Enabling Multi-threading in Heterogeneous Quantum-Classical Programming Models

In this paper, we address some of the key limitations to realizing a generic heterogeneous parallel programming model for quantum-classical heterogeneous platforms. We discuss our experience in enabling user-level multi-threading in QCOR as well as challenges that need to be addressed for programming future quantum-classical systems. Specifically, we discuss our design and implementation of introducing C++-based parallel constructs to enable 1) parallel execution of a quantum kernel with std::thread and 2) asynchronous execution with std::async. To do so, we provide a detailed overview of the current implementation of the QCOR programming model and runtime, and discuss how we add 1) thread-safety to some of its user-facing API routines, and 2) increase parallelism in QCOR by removing data races that inhibit multi-threading so as to better utilize available computing resources. We also present preliminary performance results with the Quantum++ back end on a single-node Ryzen9 3900X machine that has 12 physical cores (24 hardware threads) with 128GB of RAM. The results show that running two Bell kernels with 12 threads per kernel in parallel outperforms running the kernels one after the other each with 24 threads (1.63x improvement). In addition, we observe the same trend when running two Shor's algorthm kernels in parallel (1.22x faster than executing the kernels one after the other). It is worth noting that the trends remain the same even when we only use physical cores instead of threads. We believe that our design, implementation, and results will open up an opportunity not only for 1) enabling quicker prototyping of parallel/asynchrony-aware quantum-classical algorithms on quantum circuit simulators in the short-term, but also for 2) realizing a generic heterogeneous parallel programming model for quantum-classical heterogeneous platforms in the long-term.

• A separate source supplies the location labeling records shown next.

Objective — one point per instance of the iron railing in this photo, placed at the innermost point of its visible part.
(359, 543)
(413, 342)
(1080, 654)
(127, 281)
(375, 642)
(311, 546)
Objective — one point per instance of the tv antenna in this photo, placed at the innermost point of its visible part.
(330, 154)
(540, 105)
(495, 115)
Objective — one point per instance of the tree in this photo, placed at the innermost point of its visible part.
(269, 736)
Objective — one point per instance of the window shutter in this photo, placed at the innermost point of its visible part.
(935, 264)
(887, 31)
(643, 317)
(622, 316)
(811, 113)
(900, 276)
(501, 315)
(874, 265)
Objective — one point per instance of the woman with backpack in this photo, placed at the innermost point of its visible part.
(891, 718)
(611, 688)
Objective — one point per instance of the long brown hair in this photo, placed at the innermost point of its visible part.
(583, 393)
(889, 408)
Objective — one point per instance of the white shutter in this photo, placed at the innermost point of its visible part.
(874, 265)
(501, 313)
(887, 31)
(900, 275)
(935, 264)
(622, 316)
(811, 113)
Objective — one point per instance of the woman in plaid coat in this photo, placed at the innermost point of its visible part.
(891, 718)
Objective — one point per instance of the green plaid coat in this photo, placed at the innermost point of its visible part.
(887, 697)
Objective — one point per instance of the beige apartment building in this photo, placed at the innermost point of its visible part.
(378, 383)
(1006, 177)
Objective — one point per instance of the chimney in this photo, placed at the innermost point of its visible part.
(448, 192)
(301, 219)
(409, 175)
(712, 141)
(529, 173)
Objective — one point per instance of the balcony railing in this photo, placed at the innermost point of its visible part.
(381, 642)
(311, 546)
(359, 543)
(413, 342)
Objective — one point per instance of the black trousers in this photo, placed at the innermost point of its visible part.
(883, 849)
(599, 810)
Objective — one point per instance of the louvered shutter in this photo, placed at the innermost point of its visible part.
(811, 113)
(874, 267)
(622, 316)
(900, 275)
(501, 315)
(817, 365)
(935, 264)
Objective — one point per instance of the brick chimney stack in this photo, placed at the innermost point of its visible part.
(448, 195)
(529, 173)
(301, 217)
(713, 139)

翻译：本文针对在量子经典异构平台上实现通用异构并行编程模型的关键局限性进行了探讨。我们阐述了在QCOR中启用用户级多线程的实践经验，以及为未来量子经典系统编程所需解决的挑战。具体而言，我们介绍了引入基于C++的并行构造的设计与实现，以实现：1）通过std::thread并行执行量子内核；2）通过std::async实现异步执行。为此，我们详细概述了QCOR编程模型及运行时的当前实现，并讨论了如何：1）为面向用户的API例程添加线程安全性；2）通过消除抑制多线程的数据竞争来提升QCOR的并行性，从而更高效地利用可用计算资源。我们还展示了在配备12个物理核心（24个硬件线程）及128GB内存的单节点Ryzen9 3900X机器上，基于Quantum++后端的初步性能结果。结果表明，并行运行两个贝尔内核（每个内核使用12个线程）的性能优于依次运行两个内核（每个内核使用24个线程），性能提升1.63倍。此外，并行运行两个肖尔算法内核时也观察到相同趋势（比依次执行快1.22倍）。值得注意的是，即使仅使用物理核心而非线程，这些趋势仍保持一致。我们相信，本设计、实现及结果不仅有望在短期内加速量子电路模拟器上并行/异步感知量子经典算法的原型开发，还将为长期实现量子经典异构平台的通用异构并行编程模型开辟新机遇。